永遠に愛を貴方に捧げて


「えっ?!もう帰ってしまったの?!」

次の日、朝起きると侍女からロイが早朝に帰ったことを伝えられる。

「ロイ様から姫様にお手紙を預かっております」

そう言われて渡された手紙に目を通す。

そこには別れを言わずに帰ることの謝罪と人間の王についての情報がわかれば知らせるということが書かれていた。

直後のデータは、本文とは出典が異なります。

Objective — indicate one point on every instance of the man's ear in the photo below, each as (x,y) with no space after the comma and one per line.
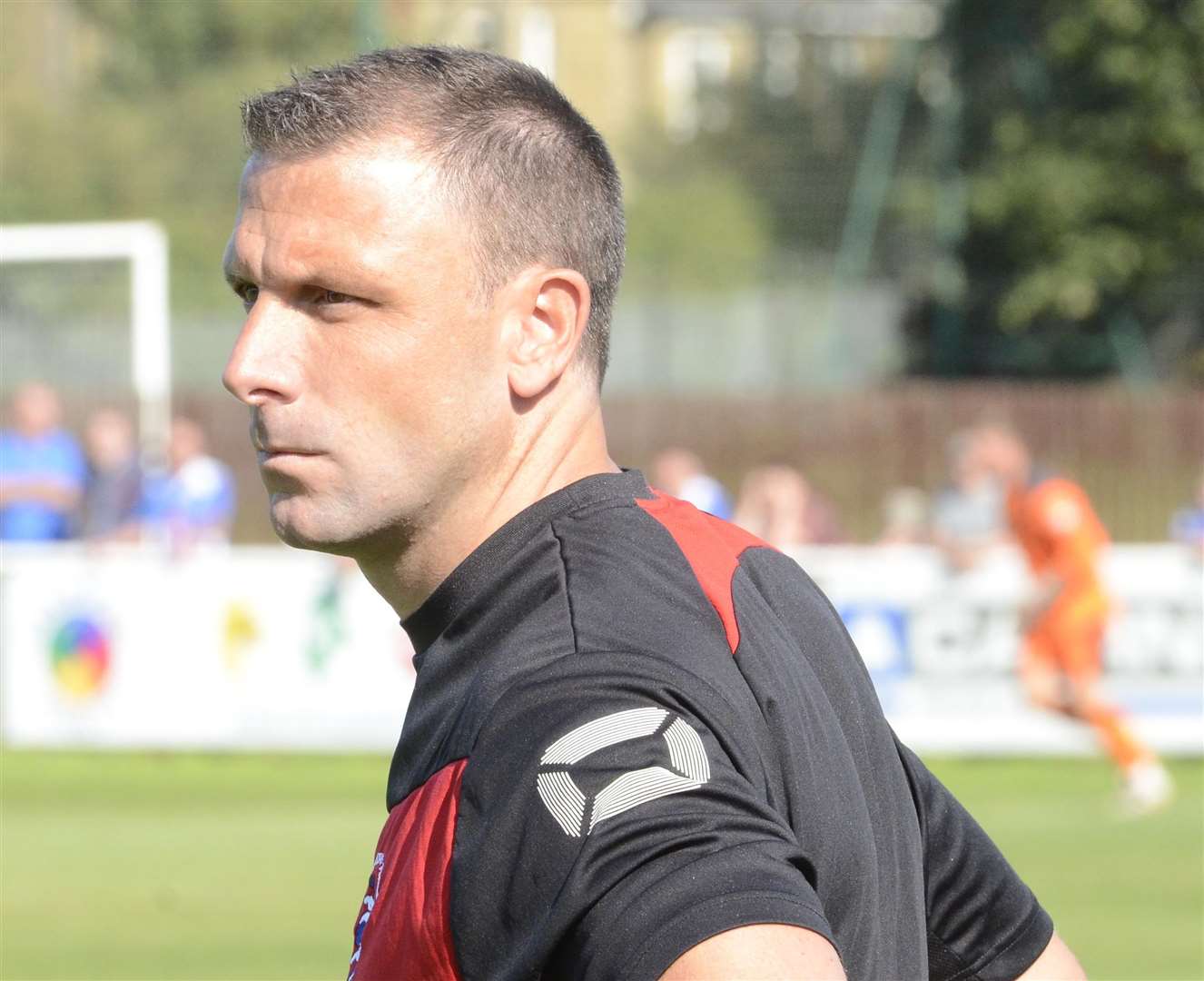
(546,322)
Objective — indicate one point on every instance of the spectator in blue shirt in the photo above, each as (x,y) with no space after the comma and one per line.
(195,501)
(679,472)
(112,499)
(43,471)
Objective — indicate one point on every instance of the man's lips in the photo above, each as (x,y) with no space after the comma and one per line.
(278,453)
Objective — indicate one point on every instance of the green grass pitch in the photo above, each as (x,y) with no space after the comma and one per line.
(253,867)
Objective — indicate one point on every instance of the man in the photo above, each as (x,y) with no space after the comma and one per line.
(114,478)
(968,516)
(195,501)
(680,474)
(1064,619)
(639,742)
(41,469)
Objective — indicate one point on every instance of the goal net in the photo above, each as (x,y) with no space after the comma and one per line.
(84,307)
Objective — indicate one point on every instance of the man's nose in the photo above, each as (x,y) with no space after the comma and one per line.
(265,363)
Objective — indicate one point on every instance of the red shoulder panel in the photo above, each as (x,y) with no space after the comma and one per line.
(713,549)
(403,930)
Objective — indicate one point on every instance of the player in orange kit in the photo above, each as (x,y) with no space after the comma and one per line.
(1064,620)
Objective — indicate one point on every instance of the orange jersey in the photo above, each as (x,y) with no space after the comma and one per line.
(1061,535)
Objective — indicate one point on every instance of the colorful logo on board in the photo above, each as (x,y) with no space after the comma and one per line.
(81,656)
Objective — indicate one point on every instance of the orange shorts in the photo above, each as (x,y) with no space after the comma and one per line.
(1073,649)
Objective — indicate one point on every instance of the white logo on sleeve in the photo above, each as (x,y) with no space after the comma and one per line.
(687,768)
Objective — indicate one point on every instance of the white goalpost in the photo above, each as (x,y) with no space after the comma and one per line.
(144,245)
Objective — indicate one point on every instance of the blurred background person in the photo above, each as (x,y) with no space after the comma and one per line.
(679,472)
(43,471)
(113,490)
(968,516)
(1188,523)
(195,500)
(905,517)
(779,505)
(1066,617)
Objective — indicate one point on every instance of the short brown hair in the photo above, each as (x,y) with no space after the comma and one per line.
(532,177)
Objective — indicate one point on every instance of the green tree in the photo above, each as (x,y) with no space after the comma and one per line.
(1082,157)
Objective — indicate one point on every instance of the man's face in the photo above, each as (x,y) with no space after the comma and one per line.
(373,372)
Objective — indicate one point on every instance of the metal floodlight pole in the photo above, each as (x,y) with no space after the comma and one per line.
(871,181)
(144,245)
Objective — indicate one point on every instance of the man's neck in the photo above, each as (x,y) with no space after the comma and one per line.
(543,461)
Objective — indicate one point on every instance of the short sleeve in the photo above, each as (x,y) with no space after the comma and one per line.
(982,919)
(609,821)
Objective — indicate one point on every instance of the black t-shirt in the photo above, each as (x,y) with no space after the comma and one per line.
(634,727)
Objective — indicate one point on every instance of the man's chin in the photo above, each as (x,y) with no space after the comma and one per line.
(300,530)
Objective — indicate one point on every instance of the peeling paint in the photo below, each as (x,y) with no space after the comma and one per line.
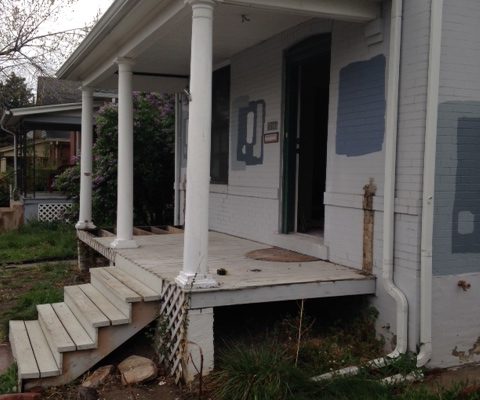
(467,356)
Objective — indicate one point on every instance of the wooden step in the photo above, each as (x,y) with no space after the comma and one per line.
(112,283)
(76,331)
(46,363)
(22,351)
(143,290)
(57,337)
(115,316)
(115,291)
(86,312)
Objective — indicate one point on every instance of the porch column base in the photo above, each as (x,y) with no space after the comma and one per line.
(199,281)
(199,350)
(85,225)
(124,244)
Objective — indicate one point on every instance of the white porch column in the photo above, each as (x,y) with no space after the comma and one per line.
(85,212)
(195,251)
(124,238)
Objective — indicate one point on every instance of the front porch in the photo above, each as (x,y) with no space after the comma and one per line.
(159,259)
(187,311)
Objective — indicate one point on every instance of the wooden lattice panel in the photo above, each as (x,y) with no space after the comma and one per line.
(52,211)
(173,312)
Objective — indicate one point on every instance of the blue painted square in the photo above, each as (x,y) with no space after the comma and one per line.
(361,108)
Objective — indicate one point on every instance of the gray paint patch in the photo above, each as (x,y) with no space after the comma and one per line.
(456,242)
(247,133)
(467,188)
(361,108)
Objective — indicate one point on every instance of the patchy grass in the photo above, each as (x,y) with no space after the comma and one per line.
(8,380)
(22,288)
(265,365)
(38,241)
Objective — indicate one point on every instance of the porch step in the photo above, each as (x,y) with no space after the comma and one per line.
(76,331)
(57,337)
(31,350)
(72,336)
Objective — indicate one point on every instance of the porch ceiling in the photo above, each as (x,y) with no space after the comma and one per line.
(160,44)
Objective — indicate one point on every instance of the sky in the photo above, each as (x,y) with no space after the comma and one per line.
(82,12)
(78,15)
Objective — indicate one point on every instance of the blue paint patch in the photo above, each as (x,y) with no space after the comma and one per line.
(466,209)
(251,123)
(456,226)
(361,108)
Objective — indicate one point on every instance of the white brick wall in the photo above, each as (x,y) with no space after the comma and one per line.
(456,327)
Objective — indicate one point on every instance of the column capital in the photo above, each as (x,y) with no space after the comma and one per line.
(125,63)
(208,3)
(87,89)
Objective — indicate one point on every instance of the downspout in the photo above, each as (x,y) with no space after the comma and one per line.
(15,166)
(178,121)
(391,132)
(390,177)
(436,15)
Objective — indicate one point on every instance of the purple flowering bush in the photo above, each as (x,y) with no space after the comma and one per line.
(154,142)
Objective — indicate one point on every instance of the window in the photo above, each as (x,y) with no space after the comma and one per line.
(220,126)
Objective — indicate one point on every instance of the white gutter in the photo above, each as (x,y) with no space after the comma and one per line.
(436,15)
(391,132)
(15,161)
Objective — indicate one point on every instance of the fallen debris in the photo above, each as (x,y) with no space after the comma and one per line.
(98,377)
(136,369)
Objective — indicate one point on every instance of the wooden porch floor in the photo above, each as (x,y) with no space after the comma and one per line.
(160,257)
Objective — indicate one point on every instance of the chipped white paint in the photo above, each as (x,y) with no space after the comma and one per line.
(85,212)
(195,261)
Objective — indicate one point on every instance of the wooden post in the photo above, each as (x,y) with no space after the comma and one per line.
(368,226)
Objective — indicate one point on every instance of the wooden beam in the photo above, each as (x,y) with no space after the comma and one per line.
(271,293)
(346,10)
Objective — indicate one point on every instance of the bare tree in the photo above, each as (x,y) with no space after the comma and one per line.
(29,43)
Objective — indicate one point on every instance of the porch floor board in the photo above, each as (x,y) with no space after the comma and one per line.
(247,280)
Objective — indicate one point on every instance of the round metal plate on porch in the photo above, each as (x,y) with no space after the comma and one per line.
(279,255)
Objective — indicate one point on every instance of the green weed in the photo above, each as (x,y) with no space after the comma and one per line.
(38,241)
(8,380)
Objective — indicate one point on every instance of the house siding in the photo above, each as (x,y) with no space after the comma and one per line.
(456,245)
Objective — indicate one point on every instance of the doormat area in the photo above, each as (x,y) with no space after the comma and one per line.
(279,255)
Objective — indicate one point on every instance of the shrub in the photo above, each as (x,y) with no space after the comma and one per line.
(154,142)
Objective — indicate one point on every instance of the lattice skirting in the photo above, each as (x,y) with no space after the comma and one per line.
(52,211)
(173,312)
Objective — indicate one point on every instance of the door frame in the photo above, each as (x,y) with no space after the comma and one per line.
(293,57)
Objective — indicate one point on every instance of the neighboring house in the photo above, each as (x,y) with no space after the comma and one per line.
(346,130)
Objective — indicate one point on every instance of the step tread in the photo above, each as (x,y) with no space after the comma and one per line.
(76,331)
(110,282)
(57,337)
(143,290)
(111,312)
(86,306)
(46,363)
(22,351)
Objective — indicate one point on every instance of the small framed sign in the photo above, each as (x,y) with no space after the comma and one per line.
(270,137)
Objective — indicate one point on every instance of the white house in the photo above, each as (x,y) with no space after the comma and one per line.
(292,108)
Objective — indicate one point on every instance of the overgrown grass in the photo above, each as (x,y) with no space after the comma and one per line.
(21,289)
(37,241)
(265,368)
(8,380)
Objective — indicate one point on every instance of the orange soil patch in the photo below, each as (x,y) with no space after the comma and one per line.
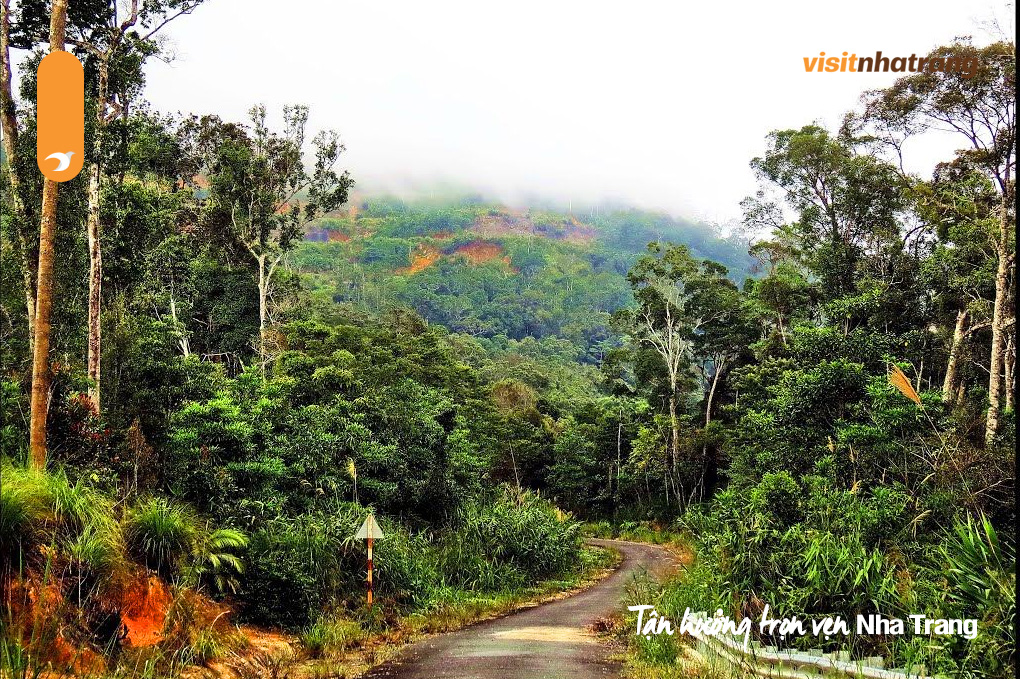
(423,257)
(144,611)
(503,224)
(570,229)
(479,252)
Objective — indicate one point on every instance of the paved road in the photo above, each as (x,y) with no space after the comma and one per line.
(548,641)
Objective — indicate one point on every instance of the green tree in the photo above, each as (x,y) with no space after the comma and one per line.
(261,196)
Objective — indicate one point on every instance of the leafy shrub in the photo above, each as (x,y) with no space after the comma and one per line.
(517,536)
(980,570)
(161,534)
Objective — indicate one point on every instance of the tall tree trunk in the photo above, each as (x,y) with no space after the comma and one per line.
(952,367)
(263,310)
(1009,376)
(999,326)
(44,294)
(95,358)
(41,349)
(95,290)
(8,122)
(675,426)
(711,392)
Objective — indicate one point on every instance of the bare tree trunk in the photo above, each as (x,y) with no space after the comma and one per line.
(675,426)
(8,122)
(40,363)
(711,392)
(952,367)
(95,289)
(999,328)
(95,245)
(1009,372)
(44,295)
(263,310)
(184,342)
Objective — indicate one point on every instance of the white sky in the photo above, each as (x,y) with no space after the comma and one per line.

そして最後には、次会うときは戦場じゃないといいねと書いてあった。

縁起でもないことを書くなんて、と思いつつもロイなのでしょうがないとする。

リリィは手紙を蝋燭の火で燃やし、大きく伸びをした。

1日が始まるーーー。


朝食をとった後、庭に向かい薔薇を眺める。

お兄様に今日は部屋から出るなと言われてないしいいわよね…?

人間が泊まっているだろう棟とこの庭は遠いからきっと鉢合わせすることはないだろうけれど。

庭を歩きながら昨日のことを思い出す。

久しぶりにお兄様に本気で怒られた。

きっとお兄様には前からバレていたのだろう。
自分を卑下して、飾りのような存在だと思っていたことも。

もしかしたらウィルの前で何回かそういうことを言ってしまったからお兄様に話したのかもしれない。

お兄様に怒られて目が覚めたようなそんな感覚だった。

自分を卑下したって何も良いことはない。
わたしがやりたいこと。私にしかできないことはなんだろう。

それにお兄様に直接、政治の駒じゃないって言われて嬉しかった。


そんなことを思っていると、後ろからガサガサっという音がした。